I am currently trying to track human heads from a CCTV. I am currently using colour histogram and LBP histogram comparison to check the affinity between bounding boxes. However sometimes these are not enough.
I was reading through a paper in the following link : paper where dispersion metric is described. However I still cannot clearly get it. For example I cannot understand what pi,j is referring to in the equation. Can someone kindly & clearly explain how I can find dispersion between bounding boxes in separate frames please?
本文使用背景模型解决跟踪问题,因为大多数CCTV跟踪方法。 BG模型产生前景掩模,并且前述p_ij在一些形态之后涉及该掩模。具体地,它们基于FG掩模孔中允许的间隙的阈值,尝试将前景斑点分离成分量。此过程的最终结果是一组二进制掩码,每个假设对象一个。然后,这些掩模用于使用空间和时间一致性的跟踪。在我看来,这是一种处理视频序列的老式方式,只有在处理能力有限且场景不拥挤时才有意义。

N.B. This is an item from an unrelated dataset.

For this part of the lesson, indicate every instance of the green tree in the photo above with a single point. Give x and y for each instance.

This paper tackles the tracking problem using a background model, as most CCTV tracking methods do. The BG model produces a foreground mask, and the aforementioned p_ij relates to this mask after some morphology. Specifically, they try to separate foreground blobs into components, based on thresholds on allowed 'gaps' in FG mask holes. The end result of this procedure is a set of binary masks, one for each hypothesized object. These masks are then used for tracking using spatial and temporal consistency. In my opinion, this is an old fashioned way of processing video sequences, only relevant if you're limited in processing power and the scenes are not crowded.
To answer your question, if O is the mask related to one of the hypothesized objects, then p_ij is the binary pixel in the (i,j) location within the mask. Thus, c_x and c_y are the center of mass of the binary shape, and the dispersion is simply the average distance from the center of mass for the shape (it is larger for larger objects. This enforces scale consistency in tracking, but in a very weak manner. You can do much better if you have a calibrated camera.